As expected, given the presence of the Stone House complex, a wide array of colonial (English, German and Italian) wheel-thrown wares are known from site PG64. The selections below represent only pottery from well-documented areas of the excavation (i.e. stratified and from blocks associated with diary entries). The introductory video below gives a summary of some of these wares, along with their defining characteristics. Additional information can be found in the document links and images associated with particular wares in the list below. The latter are arranged both by type (ceramic technology used) and chronologically.

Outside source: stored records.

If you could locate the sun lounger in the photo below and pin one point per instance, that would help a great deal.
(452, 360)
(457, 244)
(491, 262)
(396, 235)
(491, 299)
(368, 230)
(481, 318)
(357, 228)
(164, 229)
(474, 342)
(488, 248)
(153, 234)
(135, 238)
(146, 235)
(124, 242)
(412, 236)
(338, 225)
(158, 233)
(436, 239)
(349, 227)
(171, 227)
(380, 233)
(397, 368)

Additional resources are included in the table below:
Ware information | Jamestown Ceramic Research | |
Ware information | Historical Archaeology Collection, Florida Museum | |
Vessel forms | Historical Archaeology Collection, Florida Museum | |
Visual synopsis | Poster | |
In depth archive about the Colonial and Antebellum era | DAACS Archive |
Chronological framework:
Piersey’s purchase of Flowerdew Hundred: 1625-1626
Piersey’s death: 1628
Stone House use-span: ca. 1626 to 1650
Elizabeth, Piersey’s daughter sells Flowerdew: ca. 1636
Establishment of Flowerdew Towne: 1683
List of relevant wares, arranged by type:
Earthenware
- Lead-glazed
- Tin-glazed
Stoneware
- Salt-glazed
List of relevant wares, arranged chronologically:
Predating the Stone House construction
- Majolica/Montelupo Polychrome (offwhite glaze, painted), 1500-1575 CE.

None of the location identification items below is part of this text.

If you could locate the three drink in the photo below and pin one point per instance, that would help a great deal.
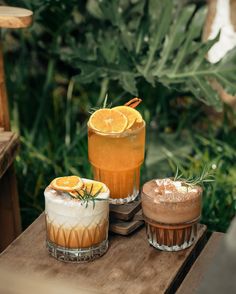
(77, 210)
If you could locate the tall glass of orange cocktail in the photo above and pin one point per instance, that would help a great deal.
(116, 142)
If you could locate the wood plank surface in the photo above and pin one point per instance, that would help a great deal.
(10, 221)
(125, 211)
(194, 277)
(9, 145)
(129, 266)
(15, 17)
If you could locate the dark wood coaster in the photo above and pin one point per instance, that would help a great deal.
(130, 265)
(125, 211)
(125, 227)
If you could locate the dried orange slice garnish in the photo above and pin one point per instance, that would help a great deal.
(92, 188)
(132, 115)
(67, 184)
(108, 121)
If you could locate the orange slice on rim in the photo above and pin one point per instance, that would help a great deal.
(132, 114)
(108, 121)
(90, 187)
(67, 184)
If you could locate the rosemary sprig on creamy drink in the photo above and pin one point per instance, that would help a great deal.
(85, 195)
(206, 176)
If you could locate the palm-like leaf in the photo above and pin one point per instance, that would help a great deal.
(154, 41)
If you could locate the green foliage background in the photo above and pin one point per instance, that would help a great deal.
(77, 51)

During the Stone House use-span
- Frechen-Rhineland (reddish-brown glaze), 1500-1700 CE.
- Borderware (yellow-green glaze), 1500-1700 CE.
- North Italian Marbled (cream-brown marble glaze), 1610-1675 CE.
- Delftware (Dutch; blue or bluish glaze, can be polychrome), 1640-1740 CE.
- delftware (English and Dutch; bluish glaze, can be plain), 1640-1800 CE.
Possibly postdating the Stone House
- North Devon, Plain or Gravel (yellowish-brown glaze), 1680-1750 CE.
- English Brown (reddish-brown glaze), 1690-1775 CE.